Com as prisões recentes de Daniel Alves e Robinho, condenados por estupro, o debate sobre a postura das mulheres em baladas vem ganhando as redes sociais. E o fato dos jogadores serem ídolos mundiais e com uma legião de fãs traz à tona um pensamento muito comum entre a maioria dos homens: apresentar dúvidas sobre a situação. Muitos duvidam que os jogadores realmente praticaram violência contra as mulheres, mas que caíram em golpes das vítimas.
Em um caso que ganhou repercussão no Espírito Santo, o judoca capixaba Nacif Elias questionou a punição de Daniel Alves. O posicionamento do atleta foi muito criticado, mas também ganhou coro de algumas pessoas.
A Mestra em Direitos e Garantias Fundamentais e especialista em questões referentes a gêneros, discursos de poder e violência contra as mulheres Renata Bravo contestou as falas sobre a possibilidade de Daniel Alves não haver violentado uma mulher. “Questiona-se sempre o fato e a possibilidade de não haver algo forjado ou a possibilidade de se colocar o homem com vítima, e não a mulher. E num ambiente masculino como o futebol uma grande questão passa pelo corporativismo e o pacto da masculinidade que se defende acima de tudo”.
Renata salientou que a fala de uma mulher violentada não precisa passar por uma camada de convencimento. "Ainda que questionada, a palavra dela deve prevalecer. E nesse caso, a palavra da vítima é corroborada com os autos. Ou seja, questionar sua fala é naturalizar a violência. No caso da mulher violentada por Daniel Alves, além da fala dela, há outras provas estabelecidas pela legislação da Espanha. No caso de Robinho, por exemplo, há ainda os áudios. E em ambos os casos, prevalece o fato de que a violência pode ter acontecido sendo o abusador uma pessoa conhecida pela vítima ou não".
Uma dos questionamentos mais ouvidos é sobre a razão de a vítima haver demorado a prestar queixa e haver voltado à boate após ter sofrido a violência. “Em muitas das vezes a vítima demora a reconhecer a violência. Não é algo simples, especialmente diante do contexto. Quanto ao fato de voltar à boate ou ter demorado a prestar queixa, isso não diz respeito à sociedade. Ela não precisa ficar reclusa por ser vítima, mas viver com dignidade. Por em cheque a declaração da violência me parece que é algo semelhante a ela não entender, não ter capacidade ou potencial para ser violada. É como se a conduta dela validasse a violência. O fato a ser considerado é a existência da violência e isso sim é primordial”, destacou Renata.

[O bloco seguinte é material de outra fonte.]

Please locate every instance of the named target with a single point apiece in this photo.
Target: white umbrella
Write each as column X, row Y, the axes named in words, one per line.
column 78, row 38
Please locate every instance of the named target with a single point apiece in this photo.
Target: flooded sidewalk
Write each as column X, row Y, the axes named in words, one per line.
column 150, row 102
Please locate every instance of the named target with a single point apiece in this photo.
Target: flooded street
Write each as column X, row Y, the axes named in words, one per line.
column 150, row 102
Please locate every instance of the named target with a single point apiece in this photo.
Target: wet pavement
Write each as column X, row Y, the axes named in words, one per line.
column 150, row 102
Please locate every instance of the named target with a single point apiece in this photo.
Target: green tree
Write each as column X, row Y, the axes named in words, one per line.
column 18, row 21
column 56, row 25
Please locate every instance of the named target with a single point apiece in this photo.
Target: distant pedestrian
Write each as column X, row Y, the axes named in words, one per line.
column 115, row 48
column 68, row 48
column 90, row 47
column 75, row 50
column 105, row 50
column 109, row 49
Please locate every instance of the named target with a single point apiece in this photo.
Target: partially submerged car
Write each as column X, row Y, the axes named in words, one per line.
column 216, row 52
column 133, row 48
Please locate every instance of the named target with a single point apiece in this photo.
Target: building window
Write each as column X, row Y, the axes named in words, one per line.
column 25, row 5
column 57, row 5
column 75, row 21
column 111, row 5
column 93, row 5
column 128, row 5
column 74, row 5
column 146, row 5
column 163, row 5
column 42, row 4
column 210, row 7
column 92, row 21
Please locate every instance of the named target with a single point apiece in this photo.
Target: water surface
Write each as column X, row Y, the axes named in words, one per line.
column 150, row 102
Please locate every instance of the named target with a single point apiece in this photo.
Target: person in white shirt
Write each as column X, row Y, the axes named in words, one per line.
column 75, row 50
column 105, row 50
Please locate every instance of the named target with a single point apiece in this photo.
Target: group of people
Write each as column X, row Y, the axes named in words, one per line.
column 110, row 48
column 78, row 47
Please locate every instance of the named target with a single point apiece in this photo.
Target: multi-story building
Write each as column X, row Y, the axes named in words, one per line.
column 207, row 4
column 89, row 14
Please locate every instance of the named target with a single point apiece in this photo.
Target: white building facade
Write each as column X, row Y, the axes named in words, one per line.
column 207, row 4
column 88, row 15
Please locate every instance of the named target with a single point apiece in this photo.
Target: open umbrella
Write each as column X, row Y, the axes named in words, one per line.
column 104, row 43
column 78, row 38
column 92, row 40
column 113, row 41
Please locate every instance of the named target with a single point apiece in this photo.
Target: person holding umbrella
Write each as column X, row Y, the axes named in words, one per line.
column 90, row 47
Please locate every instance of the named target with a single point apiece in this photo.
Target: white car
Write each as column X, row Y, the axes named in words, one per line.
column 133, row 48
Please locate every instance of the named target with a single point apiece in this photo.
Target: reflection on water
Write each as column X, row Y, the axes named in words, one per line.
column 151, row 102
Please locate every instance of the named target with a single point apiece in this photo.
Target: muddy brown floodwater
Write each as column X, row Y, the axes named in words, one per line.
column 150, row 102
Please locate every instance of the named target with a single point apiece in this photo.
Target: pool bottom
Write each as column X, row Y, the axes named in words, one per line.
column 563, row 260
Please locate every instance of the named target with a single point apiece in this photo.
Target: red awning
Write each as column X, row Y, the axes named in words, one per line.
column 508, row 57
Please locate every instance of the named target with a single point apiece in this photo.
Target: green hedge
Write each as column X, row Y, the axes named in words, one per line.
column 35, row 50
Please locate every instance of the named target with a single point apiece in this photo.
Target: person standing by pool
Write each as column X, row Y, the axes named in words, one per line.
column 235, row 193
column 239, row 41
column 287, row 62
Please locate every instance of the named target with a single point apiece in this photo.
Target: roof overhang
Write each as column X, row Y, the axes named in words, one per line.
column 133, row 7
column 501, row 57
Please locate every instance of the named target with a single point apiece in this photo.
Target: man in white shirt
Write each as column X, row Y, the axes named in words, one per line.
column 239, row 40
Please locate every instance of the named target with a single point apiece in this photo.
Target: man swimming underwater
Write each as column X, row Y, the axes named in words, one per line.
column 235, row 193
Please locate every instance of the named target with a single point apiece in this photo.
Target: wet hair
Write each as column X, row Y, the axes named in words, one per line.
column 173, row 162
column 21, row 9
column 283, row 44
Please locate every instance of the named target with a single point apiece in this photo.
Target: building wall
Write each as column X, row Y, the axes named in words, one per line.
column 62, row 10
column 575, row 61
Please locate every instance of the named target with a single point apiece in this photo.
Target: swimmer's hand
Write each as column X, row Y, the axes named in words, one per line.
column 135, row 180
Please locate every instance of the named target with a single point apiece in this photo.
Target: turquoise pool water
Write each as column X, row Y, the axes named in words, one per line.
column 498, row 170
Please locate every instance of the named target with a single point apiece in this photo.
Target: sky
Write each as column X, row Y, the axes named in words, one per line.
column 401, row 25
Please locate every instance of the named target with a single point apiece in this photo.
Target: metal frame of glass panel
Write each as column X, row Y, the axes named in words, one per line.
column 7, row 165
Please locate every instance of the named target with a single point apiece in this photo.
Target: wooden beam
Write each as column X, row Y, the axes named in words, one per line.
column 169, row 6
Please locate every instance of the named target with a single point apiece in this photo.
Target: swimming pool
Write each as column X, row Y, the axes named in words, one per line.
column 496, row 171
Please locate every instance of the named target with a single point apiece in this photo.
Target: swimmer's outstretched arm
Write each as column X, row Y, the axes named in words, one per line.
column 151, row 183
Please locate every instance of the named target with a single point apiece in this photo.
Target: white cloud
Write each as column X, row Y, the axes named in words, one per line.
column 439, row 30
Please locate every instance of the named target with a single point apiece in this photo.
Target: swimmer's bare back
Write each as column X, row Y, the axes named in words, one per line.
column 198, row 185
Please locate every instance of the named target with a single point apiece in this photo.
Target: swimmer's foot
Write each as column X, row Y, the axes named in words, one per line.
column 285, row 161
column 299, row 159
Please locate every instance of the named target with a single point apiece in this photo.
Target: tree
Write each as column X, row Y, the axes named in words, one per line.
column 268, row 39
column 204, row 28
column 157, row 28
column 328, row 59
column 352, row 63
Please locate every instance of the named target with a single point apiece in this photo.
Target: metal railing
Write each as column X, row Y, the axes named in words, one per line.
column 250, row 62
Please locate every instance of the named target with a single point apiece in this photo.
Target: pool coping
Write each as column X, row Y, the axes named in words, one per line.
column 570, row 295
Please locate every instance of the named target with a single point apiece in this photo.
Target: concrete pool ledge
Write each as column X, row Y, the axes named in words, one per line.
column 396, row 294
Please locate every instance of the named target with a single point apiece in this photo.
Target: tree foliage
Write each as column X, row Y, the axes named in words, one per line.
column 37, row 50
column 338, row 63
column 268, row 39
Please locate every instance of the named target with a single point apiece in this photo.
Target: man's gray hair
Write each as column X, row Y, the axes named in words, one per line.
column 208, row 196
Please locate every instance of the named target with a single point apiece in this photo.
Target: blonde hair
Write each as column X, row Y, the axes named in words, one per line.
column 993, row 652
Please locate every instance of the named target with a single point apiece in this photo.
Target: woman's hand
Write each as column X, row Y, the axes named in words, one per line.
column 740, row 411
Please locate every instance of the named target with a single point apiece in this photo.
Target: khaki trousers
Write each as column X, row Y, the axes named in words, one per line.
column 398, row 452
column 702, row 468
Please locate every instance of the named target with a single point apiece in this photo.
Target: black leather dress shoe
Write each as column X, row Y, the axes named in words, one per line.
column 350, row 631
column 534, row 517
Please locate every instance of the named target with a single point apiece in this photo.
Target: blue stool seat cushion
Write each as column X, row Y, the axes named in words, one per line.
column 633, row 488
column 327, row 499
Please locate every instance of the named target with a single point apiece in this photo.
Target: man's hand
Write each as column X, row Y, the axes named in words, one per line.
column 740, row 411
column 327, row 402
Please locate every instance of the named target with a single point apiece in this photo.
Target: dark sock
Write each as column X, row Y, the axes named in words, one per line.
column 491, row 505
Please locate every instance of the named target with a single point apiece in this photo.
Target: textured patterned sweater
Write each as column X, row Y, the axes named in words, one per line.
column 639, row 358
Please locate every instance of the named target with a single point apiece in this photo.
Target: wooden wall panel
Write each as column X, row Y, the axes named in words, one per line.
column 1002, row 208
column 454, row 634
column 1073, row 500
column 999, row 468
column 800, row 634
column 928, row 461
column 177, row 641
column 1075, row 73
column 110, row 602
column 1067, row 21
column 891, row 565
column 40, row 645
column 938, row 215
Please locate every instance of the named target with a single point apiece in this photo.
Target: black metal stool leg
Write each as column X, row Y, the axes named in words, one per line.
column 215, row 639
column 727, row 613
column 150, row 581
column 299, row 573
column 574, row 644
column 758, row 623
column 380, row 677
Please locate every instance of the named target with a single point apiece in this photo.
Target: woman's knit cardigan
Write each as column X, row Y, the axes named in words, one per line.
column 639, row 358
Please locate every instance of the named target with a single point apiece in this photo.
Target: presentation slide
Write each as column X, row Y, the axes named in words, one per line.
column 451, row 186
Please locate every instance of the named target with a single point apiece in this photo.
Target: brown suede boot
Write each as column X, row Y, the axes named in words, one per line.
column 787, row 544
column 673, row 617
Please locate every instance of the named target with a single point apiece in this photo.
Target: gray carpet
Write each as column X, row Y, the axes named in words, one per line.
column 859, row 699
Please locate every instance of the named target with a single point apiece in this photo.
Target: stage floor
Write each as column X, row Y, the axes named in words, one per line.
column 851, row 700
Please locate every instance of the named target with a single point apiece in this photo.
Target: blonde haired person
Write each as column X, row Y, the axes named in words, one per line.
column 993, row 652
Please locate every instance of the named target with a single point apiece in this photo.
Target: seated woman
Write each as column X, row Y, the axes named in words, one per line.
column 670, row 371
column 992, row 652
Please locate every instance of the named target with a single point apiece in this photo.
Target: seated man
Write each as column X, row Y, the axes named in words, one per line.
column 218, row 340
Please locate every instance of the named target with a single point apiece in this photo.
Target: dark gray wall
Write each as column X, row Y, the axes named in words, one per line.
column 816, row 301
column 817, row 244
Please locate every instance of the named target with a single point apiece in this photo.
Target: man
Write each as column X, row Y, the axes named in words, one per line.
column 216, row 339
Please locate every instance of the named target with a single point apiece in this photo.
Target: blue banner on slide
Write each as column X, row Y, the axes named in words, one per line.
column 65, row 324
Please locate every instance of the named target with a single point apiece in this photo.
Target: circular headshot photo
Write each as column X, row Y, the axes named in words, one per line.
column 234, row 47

Outro ponto geralmente questionado pelo público masculino é o fato da vítima não ter gritado, não se vitimizou, e tornou público o fato mediante o acusado ser famoso. "Triste e infelizmente reproduzido. Quem se submeteria voluntariamente a um dos piores medos das mulheres? Admitir que isso pode ser utilizado como trampolim para a fama coloca a mulher como uma espécie de ‘causadora do mal’. Não se pode naturalizar uma fala dessa, especialmente quando se analisa que a grande maioria das violências é praticada por homens que conhecem a vítima e não por mulheres que buscam a fama".
Uma das possibilidades para se diminuir o número de estupradores levantadas por muitos é a castração química. O que para Renata é uma solução simples para um problema complexo. "Algo do qual não coaduno. A castração química não entende o problema e não é resolutiva na mudança da ação. Não atinge a raiz. Muitos praticam a violência pelo puro exercício do poder ou como forma de dispor do corpo da mulher. O problema é maior e está na sociedade patriarcal e na misoginia".
A discussão sobre o estupro é sempre pertinente, especialmente no Brasil. Em números absolutos, com dados do Anuário Brasileiro de Violência de 2023, o Brasil registrou o maior número de estupros da história: foram quase 75 mil vítimas, sendo 18.110 estupros e 56.820 estupros de vulneráveis. Quase 90% dessas vítimas são mulheres e 57%, negras. As principais vítimas, 62%, são crianças entre 0 e 13 anos.
A maioria das violências, 69%, ocorre em casa e na maioria acachapante dos casos o abusador é conhecido das mulheres. No ES, em números absolutos, foram de 400 a 477 casos, com um acréscimo de 18,4% comparando 2021 e 2022. No que tange a vulneráveis, o número saltou de 1.101 para 1.259, um crescimento de 14%. Ainda que seja um número significativo, os índices do Espírito Santo não são os mais altos do País. Em números absolutos, tanto de estupro como de estupro a vulneráveis, São Paulo lidera, sendo quase 9.100 casos na primeira situação e quase 9.800 na segunda.